Thyroid Eye Disease Pipeline Accelerates with 20+ Companies Advancing Innovative Therapies Across Clinical Stages

23 April 2026
Thyroid eye disease Pipeline
Thyroid eye disease Pipeline

Thyroid Eye Disease (TED), also known as Graves’ ophthalmopathy, is a serious autoimmune inflammatory condition that targets the orbital tissues, including muscles and fat surrounding the eyes. Closely linked to Graves’ disease and other thyroid dysfunctions, TED often emerges in patients with underlying hyperthyroidism. As the global prevalence of thyroid disorders continues to rise, driven by aging populations, lifestyle factors, and improved diagnostic rates—the pool of patients at risk for TED is expanding significantly. This growing patient base is a key driver fueling demand for targeted TED therapies and shaping market growth trajectories.

DelveInsight’s Thyroid Eye Disease Pipeline Insight 2026 report provides comprehensive global coverage of pipeline thyroid eye disease therapies in various stages of clinical development, major pharmaceutical companies are working to advance the pipeline space and future growth potential of the thyroid eye disease pipeline domain.

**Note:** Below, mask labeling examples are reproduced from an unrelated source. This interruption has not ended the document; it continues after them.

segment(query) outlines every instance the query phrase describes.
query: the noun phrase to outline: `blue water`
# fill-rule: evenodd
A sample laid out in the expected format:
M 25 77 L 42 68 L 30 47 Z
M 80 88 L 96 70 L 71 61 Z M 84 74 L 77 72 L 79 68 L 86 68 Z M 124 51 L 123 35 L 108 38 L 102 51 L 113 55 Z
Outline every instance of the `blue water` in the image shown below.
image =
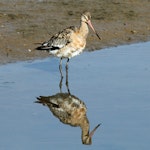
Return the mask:
M 102 123 L 91 146 L 82 145 L 79 127 L 62 124 L 34 103 L 60 92 L 58 65 L 59 59 L 47 58 L 0 66 L 1 150 L 150 149 L 150 42 L 70 60 L 71 94 L 86 104 L 91 129 Z

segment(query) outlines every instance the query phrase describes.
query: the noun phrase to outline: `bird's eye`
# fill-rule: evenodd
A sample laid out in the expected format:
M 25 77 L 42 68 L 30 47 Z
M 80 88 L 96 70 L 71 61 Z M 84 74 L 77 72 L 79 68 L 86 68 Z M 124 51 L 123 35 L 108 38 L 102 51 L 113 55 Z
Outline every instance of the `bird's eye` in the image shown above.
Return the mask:
M 84 15 L 84 19 L 85 19 L 86 21 L 88 21 L 88 20 L 89 20 L 89 19 L 88 19 L 88 17 L 87 17 L 87 16 L 85 16 L 85 15 Z

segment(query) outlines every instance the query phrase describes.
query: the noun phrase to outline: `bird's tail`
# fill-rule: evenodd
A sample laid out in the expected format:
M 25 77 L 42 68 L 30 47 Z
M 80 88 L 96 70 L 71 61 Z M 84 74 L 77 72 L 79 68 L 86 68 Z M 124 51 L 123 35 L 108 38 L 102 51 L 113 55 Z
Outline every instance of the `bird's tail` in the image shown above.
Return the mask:
M 58 108 L 58 104 L 54 103 L 53 101 L 50 100 L 49 96 L 39 96 L 37 97 L 37 101 L 35 103 L 43 104 L 44 106 L 50 106 L 50 107 L 55 107 Z

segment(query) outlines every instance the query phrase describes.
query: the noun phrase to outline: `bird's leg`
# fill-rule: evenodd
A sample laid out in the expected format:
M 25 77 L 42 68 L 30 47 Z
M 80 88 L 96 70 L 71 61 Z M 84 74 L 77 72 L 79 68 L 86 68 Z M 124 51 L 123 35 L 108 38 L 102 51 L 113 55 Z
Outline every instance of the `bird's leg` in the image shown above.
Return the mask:
M 59 63 L 59 71 L 60 71 L 60 82 L 59 82 L 59 88 L 60 88 L 60 92 L 62 92 L 62 81 L 63 81 L 63 74 L 62 74 L 62 58 L 60 58 L 60 63 Z
M 69 58 L 67 59 L 67 62 L 66 62 L 66 87 L 67 87 L 68 93 L 70 94 L 69 85 L 68 85 L 68 63 L 69 63 Z

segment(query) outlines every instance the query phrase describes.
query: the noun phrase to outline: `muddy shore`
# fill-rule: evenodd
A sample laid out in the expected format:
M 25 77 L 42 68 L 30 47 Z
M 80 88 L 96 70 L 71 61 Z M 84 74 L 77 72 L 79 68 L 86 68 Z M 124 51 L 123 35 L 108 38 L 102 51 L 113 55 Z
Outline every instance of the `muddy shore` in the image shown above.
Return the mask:
M 150 0 L 1 0 L 0 64 L 48 57 L 38 43 L 78 26 L 85 10 L 102 38 L 90 32 L 88 51 L 150 40 Z

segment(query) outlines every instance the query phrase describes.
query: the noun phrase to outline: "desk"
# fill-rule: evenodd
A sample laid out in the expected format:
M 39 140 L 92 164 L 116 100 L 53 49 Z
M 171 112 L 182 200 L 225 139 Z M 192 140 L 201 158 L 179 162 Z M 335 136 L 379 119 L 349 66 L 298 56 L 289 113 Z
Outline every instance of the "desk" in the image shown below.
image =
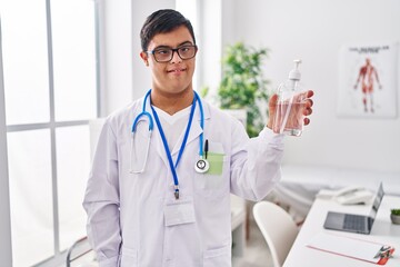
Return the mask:
M 336 233 L 348 237 L 357 237 L 364 240 L 373 240 L 392 245 L 396 248 L 393 258 L 390 258 L 384 266 L 400 266 L 400 225 L 393 225 L 390 221 L 390 209 L 400 206 L 400 197 L 386 195 L 378 210 L 376 221 L 370 235 L 360 235 L 344 231 L 333 231 L 323 229 L 323 222 L 329 210 L 368 215 L 370 205 L 368 206 L 341 206 L 332 200 L 316 199 L 306 221 L 289 251 L 283 267 L 371 267 L 370 263 L 356 260 L 329 253 L 319 251 L 306 247 L 312 237 L 321 231 Z M 379 265 L 376 265 L 379 266 Z

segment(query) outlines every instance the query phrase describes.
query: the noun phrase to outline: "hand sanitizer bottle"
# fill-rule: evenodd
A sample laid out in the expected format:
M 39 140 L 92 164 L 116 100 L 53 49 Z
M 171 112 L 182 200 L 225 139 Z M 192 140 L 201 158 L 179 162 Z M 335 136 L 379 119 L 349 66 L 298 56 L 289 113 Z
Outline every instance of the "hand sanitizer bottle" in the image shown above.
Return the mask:
M 289 72 L 289 79 L 278 87 L 278 102 L 273 121 L 273 131 L 289 136 L 300 136 L 304 125 L 306 90 L 300 83 L 301 60 L 293 60 L 294 69 Z

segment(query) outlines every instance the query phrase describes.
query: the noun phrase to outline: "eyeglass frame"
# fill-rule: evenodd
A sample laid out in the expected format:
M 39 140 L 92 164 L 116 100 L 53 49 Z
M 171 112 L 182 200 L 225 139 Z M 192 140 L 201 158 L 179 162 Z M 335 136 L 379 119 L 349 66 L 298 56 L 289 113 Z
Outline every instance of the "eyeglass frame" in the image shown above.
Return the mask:
M 179 50 L 182 49 L 182 48 L 194 48 L 194 55 L 193 57 L 190 57 L 190 58 L 182 58 L 179 53 Z M 171 58 L 169 60 L 166 60 L 166 61 L 159 61 L 157 60 L 157 57 L 154 56 L 154 52 L 157 52 L 158 50 L 168 50 L 168 51 L 172 51 L 171 53 Z M 178 47 L 178 48 L 170 48 L 170 47 L 166 47 L 166 48 L 156 48 L 153 50 L 148 50 L 146 51 L 147 53 L 151 53 L 154 58 L 154 60 L 159 63 L 166 63 L 166 62 L 169 62 L 173 59 L 173 53 L 177 52 L 178 53 L 178 57 L 181 59 L 181 60 L 189 60 L 189 59 L 192 59 L 196 57 L 197 52 L 198 52 L 198 46 L 196 44 L 184 44 L 184 46 L 181 46 L 181 47 Z

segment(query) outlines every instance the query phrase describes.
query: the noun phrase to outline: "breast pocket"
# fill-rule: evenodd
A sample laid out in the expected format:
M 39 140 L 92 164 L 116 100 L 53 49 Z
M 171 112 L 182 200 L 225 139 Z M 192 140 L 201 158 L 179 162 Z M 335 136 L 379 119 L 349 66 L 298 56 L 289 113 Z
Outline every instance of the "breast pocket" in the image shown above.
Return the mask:
M 138 251 L 122 246 L 120 256 L 120 267 L 138 266 Z
M 229 192 L 229 157 L 221 144 L 209 142 L 207 160 L 210 168 L 204 174 L 194 174 L 194 191 L 208 199 L 214 199 Z

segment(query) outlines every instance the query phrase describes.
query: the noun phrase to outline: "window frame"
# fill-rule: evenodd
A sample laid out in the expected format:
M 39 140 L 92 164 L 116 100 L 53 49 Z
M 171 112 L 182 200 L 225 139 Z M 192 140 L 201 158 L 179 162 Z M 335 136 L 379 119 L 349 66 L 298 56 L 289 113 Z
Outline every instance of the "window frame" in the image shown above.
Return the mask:
M 6 266 L 12 266 L 12 239 L 11 239 L 11 212 L 10 212 L 10 189 L 9 189 L 9 171 L 8 171 L 8 149 L 7 149 L 7 134 L 20 132 L 27 130 L 50 130 L 50 146 L 51 146 L 51 194 L 52 194 L 52 216 L 53 216 L 53 256 L 43 259 L 41 263 L 34 264 L 37 267 L 52 267 L 61 266 L 66 263 L 67 250 L 60 250 L 60 227 L 59 227 L 59 208 L 58 208 L 58 176 L 57 176 L 57 144 L 56 130 L 61 127 L 73 126 L 89 126 L 89 119 L 86 120 L 69 120 L 56 121 L 56 105 L 54 105 L 54 81 L 53 81 L 53 55 L 52 55 L 52 29 L 51 29 L 51 0 L 46 1 L 46 22 L 47 22 L 47 50 L 48 50 L 48 71 L 49 71 L 49 101 L 50 101 L 50 120 L 49 122 L 39 123 L 6 123 L 6 98 L 3 83 L 3 68 L 2 68 L 2 31 L 0 18 L 0 210 L 2 220 L 0 224 L 0 258 Z M 99 3 L 93 1 L 94 12 L 94 52 L 96 52 L 96 117 L 101 115 L 101 91 L 100 91 L 100 43 L 99 43 Z M 3 149 L 4 148 L 4 149 Z M 71 244 L 72 245 L 72 244 Z

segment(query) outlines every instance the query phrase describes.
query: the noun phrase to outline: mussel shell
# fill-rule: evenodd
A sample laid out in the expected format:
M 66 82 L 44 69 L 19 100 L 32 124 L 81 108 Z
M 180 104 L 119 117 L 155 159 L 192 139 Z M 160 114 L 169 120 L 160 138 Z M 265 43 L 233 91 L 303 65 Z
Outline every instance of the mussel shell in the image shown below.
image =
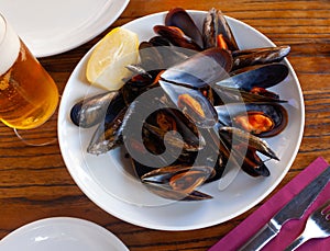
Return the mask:
M 268 144 L 265 140 L 263 140 L 260 137 L 256 137 L 248 132 L 244 132 L 244 130 L 235 128 L 235 127 L 222 126 L 219 128 L 219 134 L 221 136 L 229 135 L 231 139 L 234 139 L 234 142 L 231 141 L 232 144 L 237 144 L 240 147 L 242 147 L 243 145 L 246 145 L 246 147 L 249 147 L 250 149 L 254 149 L 272 159 L 279 160 L 279 158 L 271 149 L 271 147 L 268 146 Z
M 162 80 L 158 82 L 174 105 L 197 126 L 208 128 L 216 125 L 218 121 L 217 112 L 209 100 L 199 91 Z M 193 101 L 194 104 L 189 101 Z
M 204 21 L 202 37 L 205 48 L 217 47 L 218 35 L 222 34 L 230 50 L 238 50 L 239 46 L 220 10 L 212 8 Z
M 289 46 L 254 48 L 233 52 L 233 69 L 280 61 L 290 52 Z
M 288 76 L 288 68 L 284 64 L 268 64 L 249 68 L 246 71 L 233 75 L 216 84 L 250 91 L 254 87 L 271 88 L 282 82 Z
M 253 93 L 237 88 L 228 88 L 219 84 L 213 84 L 216 105 L 229 103 L 286 103 L 287 101 L 280 100 L 275 93 L 268 95 L 266 93 Z
M 273 137 L 284 130 L 288 123 L 288 114 L 286 109 L 276 103 L 261 103 L 261 104 L 227 104 L 216 106 L 218 113 L 219 123 L 222 126 L 235 126 L 240 128 L 240 125 L 235 124 L 234 118 L 239 115 L 246 115 L 249 112 L 261 112 L 270 117 L 274 122 L 274 126 L 271 130 L 258 134 L 258 137 Z
M 232 57 L 228 50 L 210 48 L 170 67 L 161 78 L 176 84 L 204 88 L 228 78 L 231 67 Z
M 191 16 L 182 8 L 174 8 L 168 11 L 165 18 L 165 25 L 179 27 L 200 48 L 204 47 L 202 36 Z
M 222 142 L 230 150 L 230 155 L 237 163 L 241 163 L 241 169 L 252 176 L 268 176 L 271 174 L 268 168 L 257 156 L 254 148 L 248 147 L 242 151 L 242 146 L 232 142 L 231 134 L 221 134 Z M 235 163 L 234 163 L 235 164 Z
M 202 48 L 198 44 L 196 44 L 194 39 L 186 36 L 184 32 L 180 32 L 175 26 L 155 25 L 154 32 L 161 36 L 166 37 L 170 42 L 170 44 L 175 46 L 198 52 L 202 50 Z
M 176 174 L 178 172 L 187 172 L 191 167 L 184 167 L 184 166 L 170 166 L 164 167 L 160 169 L 153 169 L 150 167 L 145 167 L 134 159 L 132 160 L 133 169 L 136 172 L 136 175 L 142 180 L 143 176 L 148 180 L 142 180 L 143 184 L 153 193 L 157 194 L 161 197 L 173 199 L 173 201 L 202 201 L 202 199 L 210 199 L 212 196 L 201 193 L 195 190 L 195 186 L 191 187 L 189 193 L 182 192 L 179 190 L 173 190 L 173 187 L 168 184 L 168 179 L 170 175 Z M 194 168 L 193 168 L 194 169 Z M 197 167 L 195 169 L 200 170 L 200 179 L 202 182 L 208 176 L 212 176 L 213 171 L 209 168 Z M 202 170 L 204 169 L 204 170 Z M 163 171 L 162 171 L 163 170 Z M 209 173 L 211 172 L 211 173 Z M 154 179 L 152 178 L 154 175 Z M 166 176 L 166 178 L 165 178 Z M 162 179 L 164 178 L 164 179 Z M 202 183 L 201 182 L 201 183 Z M 196 185 L 196 187 L 199 186 Z
M 167 140 L 168 146 L 175 148 L 176 151 L 178 148 L 184 151 L 198 151 L 206 145 L 196 126 L 174 109 L 155 111 L 146 118 L 144 128 L 148 135 Z

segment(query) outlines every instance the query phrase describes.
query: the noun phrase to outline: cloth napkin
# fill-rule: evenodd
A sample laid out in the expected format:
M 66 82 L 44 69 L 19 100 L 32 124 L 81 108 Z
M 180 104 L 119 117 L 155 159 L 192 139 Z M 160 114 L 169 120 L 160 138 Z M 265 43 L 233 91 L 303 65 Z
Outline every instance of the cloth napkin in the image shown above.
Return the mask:
M 257 232 L 287 202 L 298 194 L 309 182 L 321 173 L 329 164 L 319 157 L 295 179 L 286 184 L 280 191 L 272 196 L 265 204 L 243 220 L 238 227 L 219 240 L 209 251 L 235 251 L 242 247 L 250 238 Z M 270 241 L 263 250 L 280 251 L 284 250 L 305 228 L 308 216 L 326 201 L 330 198 L 330 183 L 319 194 L 317 199 L 308 208 L 301 219 L 287 221 L 280 229 L 279 233 Z M 330 238 L 312 239 L 302 244 L 299 251 L 329 251 Z

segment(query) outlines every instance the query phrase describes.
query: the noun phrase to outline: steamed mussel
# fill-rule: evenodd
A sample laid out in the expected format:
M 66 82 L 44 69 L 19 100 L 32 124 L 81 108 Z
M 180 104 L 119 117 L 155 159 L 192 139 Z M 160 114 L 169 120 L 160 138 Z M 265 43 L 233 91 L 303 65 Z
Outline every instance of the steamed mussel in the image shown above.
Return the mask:
M 122 146 L 141 182 L 169 199 L 211 198 L 198 187 L 231 166 L 270 175 L 265 158 L 279 158 L 262 138 L 280 134 L 288 123 L 286 101 L 270 89 L 288 76 L 282 60 L 289 46 L 240 49 L 216 9 L 200 31 L 184 9 L 174 8 L 154 32 L 141 42 L 140 62 L 128 66 L 133 77 L 120 90 L 72 109 L 76 125 L 98 125 L 87 151 Z M 139 99 L 152 90 L 157 94 Z

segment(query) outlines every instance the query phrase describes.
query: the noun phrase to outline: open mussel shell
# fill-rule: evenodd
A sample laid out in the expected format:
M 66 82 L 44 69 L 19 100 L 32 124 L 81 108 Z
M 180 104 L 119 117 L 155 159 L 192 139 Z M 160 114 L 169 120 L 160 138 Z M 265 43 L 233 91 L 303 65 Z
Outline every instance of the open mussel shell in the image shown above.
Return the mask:
M 165 140 L 167 150 L 172 147 L 176 151 L 198 151 L 206 145 L 196 126 L 175 109 L 155 111 L 146 118 L 143 127 L 147 135 Z
M 165 70 L 161 78 L 167 82 L 204 88 L 229 77 L 232 57 L 228 50 L 210 48 Z
M 256 153 L 258 151 L 278 160 L 266 141 L 234 127 L 220 127 L 219 133 L 222 142 L 230 149 L 233 159 L 241 163 L 243 171 L 252 176 L 268 176 L 271 174 L 265 162 Z
M 287 45 L 233 52 L 233 69 L 280 61 L 289 52 Z
M 215 175 L 209 167 L 168 166 L 152 170 L 141 176 L 141 181 L 152 192 L 169 199 L 200 201 L 210 195 L 196 191 L 206 180 Z
M 234 126 L 258 137 L 273 137 L 288 123 L 286 109 L 276 103 L 233 103 L 216 106 L 219 123 Z
M 161 36 L 166 37 L 170 44 L 186 49 L 202 50 L 194 39 L 188 37 L 180 28 L 176 26 L 155 25 L 154 32 Z
M 174 8 L 169 10 L 165 18 L 165 25 L 180 28 L 200 48 L 204 47 L 201 33 L 186 10 L 182 8 Z
M 158 82 L 174 105 L 197 126 L 208 128 L 216 125 L 218 114 L 199 91 L 162 80 Z
M 230 78 L 217 82 L 217 85 L 238 88 L 250 91 L 253 88 L 267 89 L 282 82 L 288 76 L 288 68 L 284 64 L 261 65 L 241 70 Z
M 222 12 L 212 8 L 207 13 L 202 26 L 202 37 L 205 48 L 211 48 L 218 46 L 218 37 L 222 35 L 224 42 L 230 50 L 238 50 L 239 46 L 232 34 L 229 24 L 226 21 Z

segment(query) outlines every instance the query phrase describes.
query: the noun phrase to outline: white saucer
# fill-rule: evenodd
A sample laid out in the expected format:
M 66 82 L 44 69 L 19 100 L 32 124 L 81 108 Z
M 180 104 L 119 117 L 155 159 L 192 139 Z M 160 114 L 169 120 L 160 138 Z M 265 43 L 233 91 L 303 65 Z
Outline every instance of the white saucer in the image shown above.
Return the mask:
M 73 49 L 109 27 L 129 0 L 1 0 L 2 13 L 36 57 Z
M 41 219 L 14 230 L 0 241 L 6 251 L 128 251 L 110 231 L 85 219 Z

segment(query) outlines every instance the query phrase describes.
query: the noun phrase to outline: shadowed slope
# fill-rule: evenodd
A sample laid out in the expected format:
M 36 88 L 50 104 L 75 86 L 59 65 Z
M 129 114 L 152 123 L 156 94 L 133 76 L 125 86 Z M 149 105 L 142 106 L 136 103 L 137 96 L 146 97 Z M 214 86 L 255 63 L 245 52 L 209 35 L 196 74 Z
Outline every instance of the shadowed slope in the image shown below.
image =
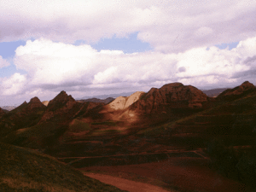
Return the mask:
M 255 101 L 256 91 L 249 91 L 232 102 L 221 102 L 172 123 L 149 127 L 139 134 L 154 137 L 160 143 L 189 148 L 206 148 L 217 137 L 232 145 L 251 144 L 255 137 Z
M 0 143 L 0 191 L 121 191 L 52 157 Z
M 240 86 L 228 89 L 217 96 L 218 100 L 232 101 L 256 90 L 256 87 L 248 81 L 245 81 Z
M 28 103 L 23 102 L 18 108 L 2 116 L 1 137 L 19 129 L 35 125 L 40 120 L 45 109 L 46 107 L 38 97 L 32 98 Z

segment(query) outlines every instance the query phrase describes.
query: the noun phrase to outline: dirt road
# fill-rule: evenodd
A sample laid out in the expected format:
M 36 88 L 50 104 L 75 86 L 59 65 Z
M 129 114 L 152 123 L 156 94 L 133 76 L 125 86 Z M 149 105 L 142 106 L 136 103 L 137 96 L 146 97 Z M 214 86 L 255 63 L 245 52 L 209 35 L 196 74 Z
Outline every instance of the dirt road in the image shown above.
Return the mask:
M 109 175 L 97 173 L 85 173 L 85 175 L 107 184 L 113 185 L 122 190 L 127 190 L 130 192 L 167 192 L 167 190 L 165 190 L 157 186 L 131 181 L 125 178 L 119 178 Z

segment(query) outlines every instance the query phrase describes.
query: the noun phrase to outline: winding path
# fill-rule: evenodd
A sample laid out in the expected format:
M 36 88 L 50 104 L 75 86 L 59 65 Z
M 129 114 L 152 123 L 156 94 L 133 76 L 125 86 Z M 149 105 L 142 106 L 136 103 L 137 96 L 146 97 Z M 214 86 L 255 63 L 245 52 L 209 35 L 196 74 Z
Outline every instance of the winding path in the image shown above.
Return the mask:
M 125 178 L 113 177 L 109 175 L 97 174 L 97 173 L 84 173 L 84 175 L 97 179 L 107 184 L 113 185 L 122 190 L 130 192 L 168 192 L 162 188 L 154 186 L 151 184 L 131 181 Z

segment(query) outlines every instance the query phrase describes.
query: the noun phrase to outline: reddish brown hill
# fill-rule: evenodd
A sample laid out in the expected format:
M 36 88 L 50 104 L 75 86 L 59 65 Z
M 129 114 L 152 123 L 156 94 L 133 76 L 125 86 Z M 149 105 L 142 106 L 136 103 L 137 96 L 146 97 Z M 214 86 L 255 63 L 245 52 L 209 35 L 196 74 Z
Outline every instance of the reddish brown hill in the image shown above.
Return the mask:
M 168 113 L 172 109 L 201 109 L 208 102 L 208 96 L 191 85 L 181 83 L 152 88 L 130 107 L 140 113 Z
M 45 106 L 41 102 L 41 101 L 37 96 L 35 96 L 30 100 L 26 108 L 28 108 L 29 109 L 32 109 L 35 108 L 45 108 Z
M 24 102 L 18 108 L 3 115 L 0 122 L 2 137 L 11 131 L 36 125 L 45 108 L 40 100 L 34 97 L 28 103 Z
M 5 112 L 0 108 L 0 118 L 5 114 Z
M 228 89 L 217 96 L 218 100 L 235 100 L 245 95 L 255 91 L 255 86 L 248 81 L 245 81 L 240 86 Z

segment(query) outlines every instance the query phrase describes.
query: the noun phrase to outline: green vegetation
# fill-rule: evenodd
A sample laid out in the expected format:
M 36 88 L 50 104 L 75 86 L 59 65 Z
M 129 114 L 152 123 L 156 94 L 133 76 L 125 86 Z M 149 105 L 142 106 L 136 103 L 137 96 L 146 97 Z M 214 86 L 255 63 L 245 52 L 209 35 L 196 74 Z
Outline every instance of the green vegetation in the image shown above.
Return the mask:
M 0 191 L 121 191 L 38 152 L 0 143 Z

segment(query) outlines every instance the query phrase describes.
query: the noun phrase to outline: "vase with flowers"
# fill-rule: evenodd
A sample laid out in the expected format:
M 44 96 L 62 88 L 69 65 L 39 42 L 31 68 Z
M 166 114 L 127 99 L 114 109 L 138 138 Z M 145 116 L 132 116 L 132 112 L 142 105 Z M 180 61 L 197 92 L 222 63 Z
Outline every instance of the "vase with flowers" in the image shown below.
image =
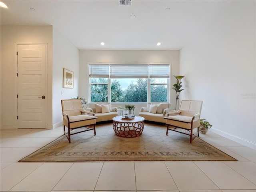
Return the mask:
M 126 110 L 126 114 L 130 115 L 134 115 L 134 109 L 136 106 L 134 104 L 126 104 L 124 106 Z

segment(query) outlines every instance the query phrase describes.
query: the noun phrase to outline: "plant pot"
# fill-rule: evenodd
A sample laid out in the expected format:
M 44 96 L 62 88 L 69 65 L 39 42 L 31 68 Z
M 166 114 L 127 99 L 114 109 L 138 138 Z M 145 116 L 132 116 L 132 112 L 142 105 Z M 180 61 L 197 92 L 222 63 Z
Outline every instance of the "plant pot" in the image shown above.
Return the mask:
M 126 109 L 126 110 L 125 114 L 130 115 L 134 115 L 134 109 Z
M 208 131 L 208 128 L 206 128 L 204 125 L 200 125 L 199 127 L 199 131 L 201 133 L 205 134 Z

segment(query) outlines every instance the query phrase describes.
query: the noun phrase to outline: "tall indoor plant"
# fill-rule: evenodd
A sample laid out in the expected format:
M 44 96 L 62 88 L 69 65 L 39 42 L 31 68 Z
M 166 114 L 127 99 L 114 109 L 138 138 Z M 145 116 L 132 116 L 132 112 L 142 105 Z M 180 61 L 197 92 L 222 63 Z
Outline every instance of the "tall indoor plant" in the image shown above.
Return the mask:
M 174 75 L 174 76 L 175 77 L 175 78 L 176 78 L 177 80 L 177 83 L 173 84 L 172 87 L 172 88 L 176 91 L 176 104 L 175 104 L 175 110 L 176 110 L 177 109 L 177 101 L 178 102 L 180 93 L 180 92 L 182 90 L 184 90 L 184 89 L 181 89 L 182 86 L 180 85 L 182 83 L 180 81 L 181 80 L 181 79 L 185 77 L 185 76 L 175 76 Z

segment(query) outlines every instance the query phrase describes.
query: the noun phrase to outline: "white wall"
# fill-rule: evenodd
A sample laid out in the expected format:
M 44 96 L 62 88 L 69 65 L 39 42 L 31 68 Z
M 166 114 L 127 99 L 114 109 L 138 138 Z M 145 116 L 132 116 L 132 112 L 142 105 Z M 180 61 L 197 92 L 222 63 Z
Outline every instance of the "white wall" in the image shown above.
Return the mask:
M 87 72 L 88 62 L 138 63 L 162 63 L 171 64 L 172 80 L 176 79 L 173 74 L 178 75 L 180 53 L 178 50 L 80 50 L 80 93 L 89 100 Z M 175 108 L 175 92 L 171 90 L 171 107 Z M 137 106 L 135 112 L 138 113 L 141 106 Z
M 74 98 L 79 93 L 79 51 L 54 27 L 53 43 L 52 121 L 54 128 L 63 124 L 60 100 Z M 63 68 L 74 72 L 72 89 L 63 87 Z
M 47 126 L 52 125 L 52 27 L 51 26 L 1 26 L 1 128 L 15 128 L 15 43 L 48 44 L 48 108 Z
M 205 31 L 192 34 L 180 51 L 180 97 L 203 101 L 201 118 L 213 125 L 210 130 L 256 148 L 255 2 L 221 3 L 212 11 L 232 7 L 218 9 L 221 18 L 197 12 Z M 206 22 L 214 28 L 204 28 Z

Key Takeaways from the Thyroid Eye Disease Pipeline Report

  • DelveInsight’s thyroid eye disease pipeline report depicts a robust space with 20+ active players working to develop 25+ pipeline thyroid eye disease drugs. 
  • Key thyroid eye disease companies such as Viridian Therapeutics, Inc., Tourmaline Bio, Inc., Hoffmann-La Roche, H. Lundbeck A/S, Alumis, Sling Therapeutics, Inc., Changchun GeneScience Pharmaceutical Co., Ltd., argenx, Minghui Pharmaceutical (Hangzhou) Ltd, Amgen, Crinetics Pharmaceuticals, Ollin Biosciences, Lycia Therapeutics, Inflammasome Therapeutics, and others are evaluating new thyroid eye disease drugs to improve the treatment landscape.
  • Promising pipeline thyroid eye disease therapies, such as VRDN-003, TOUR006Satralizumab, Lu AG22515lonigutamablinsitinibGenSci098Efgartigimod, MHB018A, AMG 732, CRN12755, OLN102, LCA-0321, K 9,  and others, are in different phases of thyroid eye disease clinical trials.
  • In September 2025, Viridian Therapeutics, Inc. announced that enrollment is complete in REVEAL-1 and REVEAL-2, Phase III clinical trials for VRDN-003 in patients with active and chronic TED, respectively. 
  • In August 2025, Alumis announced that the US Food and Drug Administration has granted Fast Track Designation to lonigutamab for the treatment of thyroid eye disease (TED).
  • In July 2025, Viridian Therapeutics, Inc. announced that it had entered into an exclusive collaboration and license agreement with Kissei Pharmaceutical Co., Ltd. to develop and commercialize VRDN-003 in Japan.
  • In May 2025, Alumis Inc. announced that it had completed its merger with ACELYRIN, Inc. Each ACELYRIN stockholder will receive 0.4814 shares of Alumis common stock for each share of ACELYRIN common stock owned.
  • In April 2025, VelaVigo Bio announced its second out-licensing agreement of a first-in-class asset to Ollin Biosciences, Inc., granting Ollin an exclusive license to develop, manufacture and commercialize VBS-102 globally (excluding Greater China). 
  • In January 2025, Sling Therapeutics, Inc., announced topline efficacy and safety data from the Phase IIb/III LIDS trial of linsitinib in patients with active, moderate to severe TED.
  • In January 2025, ACELYRIN, INC. announced additional Phase II data and the Phase III program design for lonigutamab in Thyroid Eye Disease (TED).
  • In October 2024, Minghui Pharmaceutical, Inc. announced positive topline results from its Phase Ib/II clinical trial of MHB018A in patients with active TED.
  • In October 2024, H. Lundbeck A/S announced the initiation of the first clinical trial of its CD40L blocker, Lu AG22515, in patients. Lundbeck’s proof-of-concept (PoC) trial will evaluate the efficacy, safety, and tolerability of Lu AG22515 as a potential treatment for Thyroid Eye Disease.
  • In August 2024, Changchun GeneScience Pharmaceutical Co., Ltd. announced that GenSci098 Injection has obtained the implied license for clinical trials from the US Food and Drug Administration (FDA). GenSci will conduct clinical trials aimed at treating Thyroid Eye Disease.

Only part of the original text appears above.